The term whistleblowing refers to the information of third parties by employees about grievances they learn about at their workplace. On 16 December 2019, the so-called Whistleblowing Directive came into force. This must be implemented in national law by 17 December 2021. With the Whistleblowing Directive, the EU legislator wants to ensure that people who report a violation of the law can be confident that they can express this concern without having to fear reprisals. The directive must be implemented with a sense of proportion.
It is in the interest of companies to detect and eliminate errors at an early stage. For this reason, many companies already have internal whistleblowing facilities. In addition, there are statutory regulations on the reporting of malpractice in companies. These include § 17 ArbSchG and §§ 84, 85 BetrVG. In particular, the prohibition of measures regulated in § 612a of the German Civil Code (BGB) ensures sufficient protection for whistleblowers. The Federal Labour Court has also established important guidelines as to the cases in which employees are entitled to report to third parties.
The Whistleblowing Directive requires companies with 50 or more employees to establish internal reporting channels and procedures for dealing with whistleblowers. The well-balanced system for the protection of whistleblowers - particularly in employment law - must not be impaired by the transposition of the Directive into German law. The Directive only mentions breaches of the law. In the case of whistleblowing, the motivation of the employee is a decisive element in the case law of the Federal Labour Court, and rightly so.

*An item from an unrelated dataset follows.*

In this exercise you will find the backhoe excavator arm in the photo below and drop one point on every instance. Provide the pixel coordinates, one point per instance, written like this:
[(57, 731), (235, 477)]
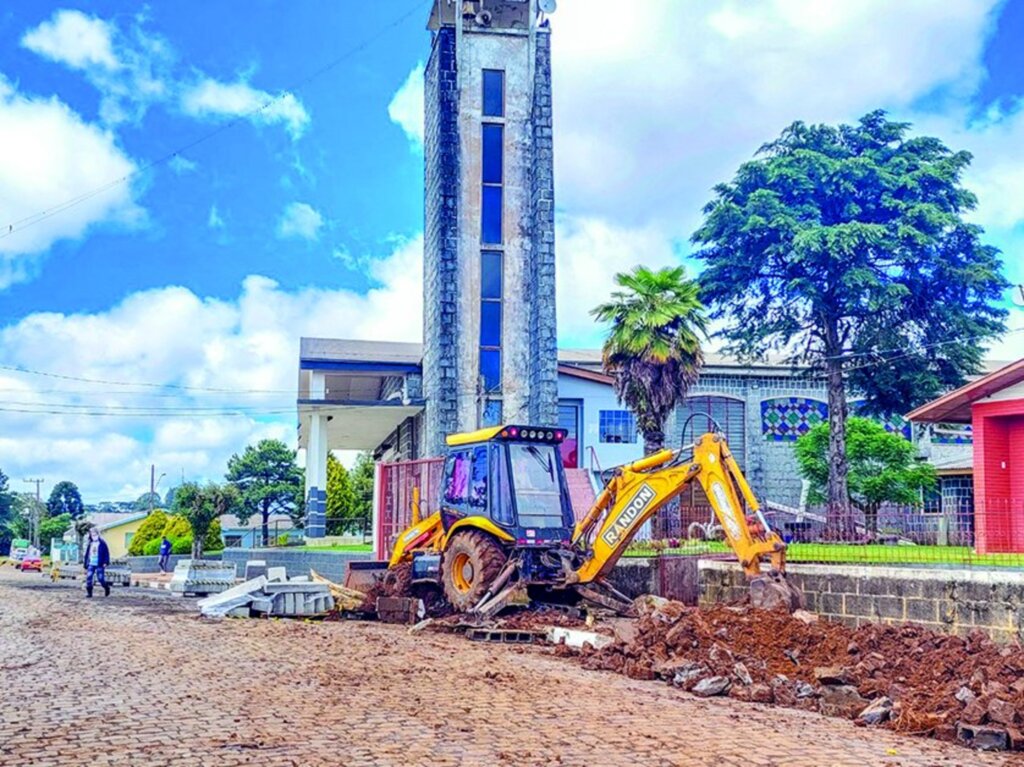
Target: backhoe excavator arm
[(637, 492)]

In principle, the internal complaints channel must always be followed first. In this context, companies must be able to decide for themselves how to set up the reporting channels. In German labour law, there is a well-balanced system for the protection of persons exercising their rights in a permissible manner. In its decision of 21 July 2011, the European Court of Human Rights (ECtHR) basically approved the previous case law and the applicable legal situation in Germany and confirmed the priority of internal clarification as well as the possibility of sanctions for abusive or frivolous reporting.